Notebook

Gamma-hurdle parameter estimation¶

Until present, we have been estimating the parameters of the gamma-hurdle distribution as follows. Suppose we observe $x \equiv \{x_1, ..., x_n\}$, draws from a gamma-hurdle distribution.

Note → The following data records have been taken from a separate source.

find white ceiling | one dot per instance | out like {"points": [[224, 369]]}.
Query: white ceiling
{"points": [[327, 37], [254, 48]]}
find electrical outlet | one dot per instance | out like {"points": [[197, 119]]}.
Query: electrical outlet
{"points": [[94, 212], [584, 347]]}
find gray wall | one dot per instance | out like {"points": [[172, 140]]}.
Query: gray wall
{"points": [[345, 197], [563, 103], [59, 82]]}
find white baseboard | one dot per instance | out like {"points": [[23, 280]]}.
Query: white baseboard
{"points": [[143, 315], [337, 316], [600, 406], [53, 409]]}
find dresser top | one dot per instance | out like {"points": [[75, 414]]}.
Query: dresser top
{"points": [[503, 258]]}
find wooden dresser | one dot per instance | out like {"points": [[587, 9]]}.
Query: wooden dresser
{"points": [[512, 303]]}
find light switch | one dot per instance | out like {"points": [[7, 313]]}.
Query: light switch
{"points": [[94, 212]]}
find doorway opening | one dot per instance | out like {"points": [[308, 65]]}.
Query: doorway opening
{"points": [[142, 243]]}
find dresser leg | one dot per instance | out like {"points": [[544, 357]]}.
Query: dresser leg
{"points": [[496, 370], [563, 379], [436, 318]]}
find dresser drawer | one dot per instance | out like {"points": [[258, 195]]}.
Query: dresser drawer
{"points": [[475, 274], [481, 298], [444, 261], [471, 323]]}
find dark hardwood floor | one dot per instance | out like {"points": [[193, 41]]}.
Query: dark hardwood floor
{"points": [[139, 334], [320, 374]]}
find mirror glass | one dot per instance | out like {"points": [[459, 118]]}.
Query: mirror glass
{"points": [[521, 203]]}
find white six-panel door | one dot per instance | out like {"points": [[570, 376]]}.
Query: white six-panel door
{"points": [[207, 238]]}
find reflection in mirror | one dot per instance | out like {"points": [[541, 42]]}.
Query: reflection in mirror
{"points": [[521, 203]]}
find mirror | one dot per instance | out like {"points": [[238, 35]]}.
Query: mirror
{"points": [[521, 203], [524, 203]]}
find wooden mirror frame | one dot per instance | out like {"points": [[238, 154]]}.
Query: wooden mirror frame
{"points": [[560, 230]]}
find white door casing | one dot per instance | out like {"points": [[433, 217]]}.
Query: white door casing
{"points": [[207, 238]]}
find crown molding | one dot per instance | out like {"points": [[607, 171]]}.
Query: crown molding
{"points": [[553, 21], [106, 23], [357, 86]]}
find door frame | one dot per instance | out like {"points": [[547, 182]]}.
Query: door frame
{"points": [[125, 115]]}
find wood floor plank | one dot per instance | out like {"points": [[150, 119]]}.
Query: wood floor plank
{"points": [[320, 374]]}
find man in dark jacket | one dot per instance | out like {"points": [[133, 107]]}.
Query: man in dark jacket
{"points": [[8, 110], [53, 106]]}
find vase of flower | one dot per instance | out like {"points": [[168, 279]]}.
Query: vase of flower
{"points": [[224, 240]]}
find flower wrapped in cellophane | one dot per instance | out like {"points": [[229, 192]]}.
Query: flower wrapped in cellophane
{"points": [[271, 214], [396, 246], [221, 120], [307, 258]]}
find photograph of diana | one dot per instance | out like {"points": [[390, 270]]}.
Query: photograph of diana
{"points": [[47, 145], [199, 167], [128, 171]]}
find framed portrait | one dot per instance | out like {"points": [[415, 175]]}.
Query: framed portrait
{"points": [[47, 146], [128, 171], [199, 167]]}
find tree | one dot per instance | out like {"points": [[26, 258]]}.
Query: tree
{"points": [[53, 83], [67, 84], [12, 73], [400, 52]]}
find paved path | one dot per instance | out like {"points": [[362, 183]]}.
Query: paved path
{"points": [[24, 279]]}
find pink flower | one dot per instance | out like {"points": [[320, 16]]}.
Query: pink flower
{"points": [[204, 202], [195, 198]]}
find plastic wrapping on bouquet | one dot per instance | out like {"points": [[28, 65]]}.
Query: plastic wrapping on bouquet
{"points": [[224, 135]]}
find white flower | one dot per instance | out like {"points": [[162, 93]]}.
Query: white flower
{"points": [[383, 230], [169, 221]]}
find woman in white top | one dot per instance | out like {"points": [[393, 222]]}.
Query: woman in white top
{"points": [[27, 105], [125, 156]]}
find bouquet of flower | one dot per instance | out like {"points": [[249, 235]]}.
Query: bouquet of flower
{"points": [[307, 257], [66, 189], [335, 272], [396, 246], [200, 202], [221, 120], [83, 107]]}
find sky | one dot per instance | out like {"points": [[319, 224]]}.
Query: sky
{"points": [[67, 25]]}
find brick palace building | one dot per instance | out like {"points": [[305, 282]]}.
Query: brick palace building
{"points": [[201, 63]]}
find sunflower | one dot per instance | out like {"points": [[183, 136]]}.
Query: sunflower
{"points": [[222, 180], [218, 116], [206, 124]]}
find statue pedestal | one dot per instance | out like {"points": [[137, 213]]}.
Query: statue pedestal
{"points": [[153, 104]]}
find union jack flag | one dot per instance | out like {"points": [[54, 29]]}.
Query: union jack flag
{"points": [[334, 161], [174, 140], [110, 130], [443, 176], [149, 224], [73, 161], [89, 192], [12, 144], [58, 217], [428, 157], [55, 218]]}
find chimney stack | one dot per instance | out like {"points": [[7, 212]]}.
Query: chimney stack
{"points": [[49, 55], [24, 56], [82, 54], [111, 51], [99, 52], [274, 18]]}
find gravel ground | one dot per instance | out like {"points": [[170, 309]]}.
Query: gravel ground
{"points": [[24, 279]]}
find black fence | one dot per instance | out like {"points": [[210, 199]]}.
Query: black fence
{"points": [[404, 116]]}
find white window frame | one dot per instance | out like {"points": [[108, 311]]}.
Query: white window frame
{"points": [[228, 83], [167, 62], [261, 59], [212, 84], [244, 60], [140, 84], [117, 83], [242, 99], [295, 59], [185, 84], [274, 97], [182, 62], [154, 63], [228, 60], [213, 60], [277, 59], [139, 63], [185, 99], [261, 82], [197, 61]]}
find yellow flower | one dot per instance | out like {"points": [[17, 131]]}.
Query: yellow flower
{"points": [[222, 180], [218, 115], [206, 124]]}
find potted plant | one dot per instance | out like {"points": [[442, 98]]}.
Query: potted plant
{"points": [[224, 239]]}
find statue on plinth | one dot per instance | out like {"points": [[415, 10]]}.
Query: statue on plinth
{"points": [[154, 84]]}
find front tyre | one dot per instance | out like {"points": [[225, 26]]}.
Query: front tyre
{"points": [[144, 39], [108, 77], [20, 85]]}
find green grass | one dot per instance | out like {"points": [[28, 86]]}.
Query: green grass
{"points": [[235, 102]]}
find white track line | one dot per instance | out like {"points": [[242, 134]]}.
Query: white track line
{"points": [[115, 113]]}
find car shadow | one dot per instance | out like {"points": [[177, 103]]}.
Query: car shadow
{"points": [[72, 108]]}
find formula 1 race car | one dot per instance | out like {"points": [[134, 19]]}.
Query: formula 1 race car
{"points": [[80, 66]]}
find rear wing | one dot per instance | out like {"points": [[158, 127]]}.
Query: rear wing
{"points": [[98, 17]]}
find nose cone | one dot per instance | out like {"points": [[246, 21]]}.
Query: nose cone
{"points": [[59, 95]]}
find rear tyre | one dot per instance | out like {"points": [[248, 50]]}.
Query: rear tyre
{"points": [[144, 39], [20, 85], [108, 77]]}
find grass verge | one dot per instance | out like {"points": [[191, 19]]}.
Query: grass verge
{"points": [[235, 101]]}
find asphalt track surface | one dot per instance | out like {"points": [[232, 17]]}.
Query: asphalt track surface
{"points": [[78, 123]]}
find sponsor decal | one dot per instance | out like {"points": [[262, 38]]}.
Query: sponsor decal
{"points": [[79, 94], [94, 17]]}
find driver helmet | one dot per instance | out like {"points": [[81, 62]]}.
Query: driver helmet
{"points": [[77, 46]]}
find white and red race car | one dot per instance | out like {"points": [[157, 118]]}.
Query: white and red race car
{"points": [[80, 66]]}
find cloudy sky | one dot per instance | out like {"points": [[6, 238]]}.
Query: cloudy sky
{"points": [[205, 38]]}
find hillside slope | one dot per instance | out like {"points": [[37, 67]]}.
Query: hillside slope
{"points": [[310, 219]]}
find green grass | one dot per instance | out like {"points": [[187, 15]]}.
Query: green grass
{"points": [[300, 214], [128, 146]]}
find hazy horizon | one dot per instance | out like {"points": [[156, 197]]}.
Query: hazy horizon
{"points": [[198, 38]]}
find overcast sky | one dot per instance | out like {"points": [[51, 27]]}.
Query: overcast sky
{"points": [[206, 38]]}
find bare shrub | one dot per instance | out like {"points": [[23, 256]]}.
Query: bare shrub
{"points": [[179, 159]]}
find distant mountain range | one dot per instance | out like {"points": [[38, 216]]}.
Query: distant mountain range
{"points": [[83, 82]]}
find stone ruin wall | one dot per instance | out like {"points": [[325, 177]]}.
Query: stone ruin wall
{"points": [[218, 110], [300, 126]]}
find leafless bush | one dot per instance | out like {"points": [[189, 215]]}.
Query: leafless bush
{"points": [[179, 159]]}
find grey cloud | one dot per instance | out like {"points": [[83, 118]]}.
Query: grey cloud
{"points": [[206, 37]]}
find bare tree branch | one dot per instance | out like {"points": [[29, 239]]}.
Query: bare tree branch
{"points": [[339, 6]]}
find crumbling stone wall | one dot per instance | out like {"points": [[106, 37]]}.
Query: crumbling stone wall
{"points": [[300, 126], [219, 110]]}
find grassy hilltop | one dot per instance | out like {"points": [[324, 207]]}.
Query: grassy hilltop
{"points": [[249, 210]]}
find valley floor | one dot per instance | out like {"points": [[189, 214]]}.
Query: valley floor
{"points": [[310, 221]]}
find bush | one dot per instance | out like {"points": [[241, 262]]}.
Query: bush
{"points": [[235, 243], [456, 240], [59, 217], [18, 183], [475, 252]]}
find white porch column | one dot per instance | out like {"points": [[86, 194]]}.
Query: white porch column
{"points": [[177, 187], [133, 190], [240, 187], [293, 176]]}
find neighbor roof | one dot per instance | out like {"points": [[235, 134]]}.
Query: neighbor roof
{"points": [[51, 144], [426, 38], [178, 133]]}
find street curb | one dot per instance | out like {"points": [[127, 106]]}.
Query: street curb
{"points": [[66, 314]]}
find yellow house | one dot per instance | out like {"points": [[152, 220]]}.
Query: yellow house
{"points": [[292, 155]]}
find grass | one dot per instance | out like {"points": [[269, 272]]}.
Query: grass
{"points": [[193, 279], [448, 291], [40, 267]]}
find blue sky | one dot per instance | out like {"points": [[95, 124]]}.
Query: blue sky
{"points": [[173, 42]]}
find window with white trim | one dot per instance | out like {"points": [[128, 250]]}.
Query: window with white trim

$$x_{nz} \equiv \{x_i | x_i \in x, x_i > 0\}$$$$\hat\lambda = \frac{|x_{nz}|}{n}$$$$\hat\beta = \frac{<x_{nz}>}{<x^2_{nz}> - <x_{nz}>^2}$$$$\hat\alpha = \frac{<x_{nz}>^2}{<x^2_{nz}> - <x_{nz}>^2}$$

This method is very computationally favorable, as it requires only the sum, sum of squares, n, and nnz to estimate all three parameters. These estimates were determined by matching mean and variance to those of a gamma distribution given certain parameters, rather than by a more standard method.

A standard way to estimate the parameters of statistical distributions given observations is maximum likelihood estimation (MLE). Using MLE, we obtain the same estimate for $\hat\lambda$ and the same relationship between $\hat\alpha$ and $\hat\beta$ (that is, $\hat\alpha = \hat\beta <x_{nz}>$), but a different estimate for $\beta$ itself. The MLE estimates are as follows

$$s \equiv \log \bigg(<x_{nz}>\bigg) - < \log(x_{nz}) >$$$$\hat\alpha \approx \frac{3 - s + \sqrt{(s-3)^2 + 24s}}{12s}$$$$\hat\beta \approx \frac{3 - s + \sqrt{(s-3)^2 + 24s}}{12s <x_{nz}>}$$

This notebook attempts to determine whether our moment-matching estimates are similar to the MLE estimates.

In [1]:

import itertools

import matplotlib.pyplot as plt
import numpy as np
import pandas as pd

%matplotlib inline

In [2]:

a_list = list()
b_list = list()
a_mles = list()
b_mles = list()
a_matches = list()
b_matches = list()

for a, b in itertools.product(np.linspace(0.02, 3, 500), np.linspace(0.01, 3, 10)):
    draws = np.random.gamma(shape=a, scale=1/b, size=100000)
    s = np.log(np.mean(draws)) - np.mean(np.log(draws))
    a_mle = (3 - s + ((s - 3)**2 + 24 * s) ** 0.5) / (12 * s)
    b_mle = a_mle / np.mean(draws)
    a_match = np.mean(draws)**2 / np.std(draws)**2
    b_match = a_match / np.mean(draws)
    
    a_list.append(a)
    b_list.append(b)
    a_mles.append(a_mle)
    b_mles.append(b_mle)
    a_matches.append(a_match)
    b_matches.append(b_match)

df = pd.DataFrame.from_dict({'a': a_list, 'b': b_list, 'a_mle': a_mles, 'b_mle': b_mles, 
                             'a_match': a_matches, 'b_match': b_matches})

In [3]:

plt.scatter(df['a_mle'], df['a_match'])
plt.plot([-0.05,3.1], [-0.05,3.1], c='r')
plt.title("Alpha parameter estimates")
plt.xlabel('MLE estimate')
plt.ylabel('Moment-matching estimate')

Out[3]:

Text(0,0.5,'Moment-matching estimate')

In [4]:

plt.scatter(df['b_mle'], df['b_match'])
plt.plot([-0.05,3.1], [-0.05,3.1], c='r')
plt.title("Beta parameter estimates")
plt.xlabel('MLE estimate')
plt.ylabel('Moment-matching estimate')

Out[4]:

Text(0,0.5,'Moment-matching estimate')